Мебельщики называли даты и города, где я все это проделывал. Они были возбуждены, и единодушие их раскалывалось только иногда и только в мелочах.
Я насиловал женщин. Это установила мануфактурщица. Да, я погубил не одну девушку. Предварительно я разрывал на них платья из синего шелка, которого теперь нигде нельзя достать. На синем шелку были вышиты желтые пчелы с черными кольцами на животах. Я много порвал такого шелку и многим девушкам показал жизнь той стороной, где были не пчелы, а только боль пчелиных укусов.
На поезд напала гроза, за поездом гналось убийство. Молнии разрывались от злобы и с угла горизонта пакетами выдавали гром. Внизу мне приписывали поджог двухэтажного дома.

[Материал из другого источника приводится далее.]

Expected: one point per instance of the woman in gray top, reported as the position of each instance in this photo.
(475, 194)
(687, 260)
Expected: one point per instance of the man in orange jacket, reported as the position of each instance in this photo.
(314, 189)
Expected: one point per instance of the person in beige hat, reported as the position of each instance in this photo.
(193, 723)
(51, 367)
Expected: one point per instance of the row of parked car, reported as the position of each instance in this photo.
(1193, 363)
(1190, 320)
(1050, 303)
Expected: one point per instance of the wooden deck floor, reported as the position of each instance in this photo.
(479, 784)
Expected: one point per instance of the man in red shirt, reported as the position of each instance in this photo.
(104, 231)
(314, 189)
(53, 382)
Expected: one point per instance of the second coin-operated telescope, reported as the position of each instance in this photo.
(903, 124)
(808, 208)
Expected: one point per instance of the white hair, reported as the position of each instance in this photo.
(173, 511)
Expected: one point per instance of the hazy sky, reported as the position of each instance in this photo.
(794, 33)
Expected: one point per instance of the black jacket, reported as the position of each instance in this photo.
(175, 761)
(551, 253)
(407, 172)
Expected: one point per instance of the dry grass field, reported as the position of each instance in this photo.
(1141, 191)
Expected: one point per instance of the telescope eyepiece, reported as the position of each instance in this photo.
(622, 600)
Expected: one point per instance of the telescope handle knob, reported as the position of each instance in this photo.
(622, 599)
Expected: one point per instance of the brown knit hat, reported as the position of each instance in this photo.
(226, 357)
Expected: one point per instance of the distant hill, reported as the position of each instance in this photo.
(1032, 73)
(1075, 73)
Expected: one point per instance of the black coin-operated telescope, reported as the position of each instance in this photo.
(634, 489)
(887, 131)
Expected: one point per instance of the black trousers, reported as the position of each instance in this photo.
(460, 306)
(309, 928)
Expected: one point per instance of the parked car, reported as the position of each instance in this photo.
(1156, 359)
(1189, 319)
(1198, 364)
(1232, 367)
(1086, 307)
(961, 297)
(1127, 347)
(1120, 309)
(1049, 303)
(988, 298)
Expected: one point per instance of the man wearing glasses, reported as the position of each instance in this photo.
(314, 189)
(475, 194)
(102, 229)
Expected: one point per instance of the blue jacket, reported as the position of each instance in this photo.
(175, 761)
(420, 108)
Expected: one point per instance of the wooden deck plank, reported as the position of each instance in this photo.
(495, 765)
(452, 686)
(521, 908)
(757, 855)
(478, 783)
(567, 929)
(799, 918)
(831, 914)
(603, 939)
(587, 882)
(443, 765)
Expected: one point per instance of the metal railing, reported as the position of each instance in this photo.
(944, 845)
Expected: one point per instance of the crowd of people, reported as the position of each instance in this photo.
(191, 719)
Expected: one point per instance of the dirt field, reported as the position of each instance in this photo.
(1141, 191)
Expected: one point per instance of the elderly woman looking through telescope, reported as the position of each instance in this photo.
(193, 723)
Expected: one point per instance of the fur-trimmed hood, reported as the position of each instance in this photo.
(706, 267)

Час захвата власти настал. Я сел и спустил ноги вниз.
– Евреи!
Я ликовал и говорил хриплым голосом:
– Евреи, кажется, сейчас пойдет дождь!
Ни одна тронная речь не была так незначительна, как моя. Однако ценность вещи зависит от того, кто ею владеет. Слова приобретают значение в зависимости от места, где их произносят, и языка, на котором говорят.
Я сказал их по-еврейски.
Дни мебельщиков почернели, и жизнь их стала им как соль и перец. Я думаю, что они тоже не заметили весны, толпившейся за Брянском.
От Брянска и до низкорослого вокзала в Одессе они лежали передо мной животом на полу. Я обнаружил свое знание жаргона, но не сказал больше ничего. Меня продолжали считать чекистом.
Меня боялись и готовы были дать мне удовлетворение в том виде, в каком я захотел бы его взять.
Я узнал, чем славна каждая станция. Их деньги стали моими деньгами, а мое желание было их действительностью.
Моя полка возвышалась Синайской горой, и так как гроза еще продолжалась, то мои приказы я давал через гром и при свете суетливых молний.
Но если десять скрижальных заповедей тянули первобытный народ к небу, то мои заповеди притягивали его к земле. Путешествие вызывает голод и жажду. В Одессу я приехал набитый пищей.
В Сухиничах я ел кислые яблоки.
– Кушайте, – сказал мне один из мебельщиков, – вам станет прохладно и кисло. – В его словах я услышал иронию. Этот долгоносый старик с длинными глазами был немедленно наказан.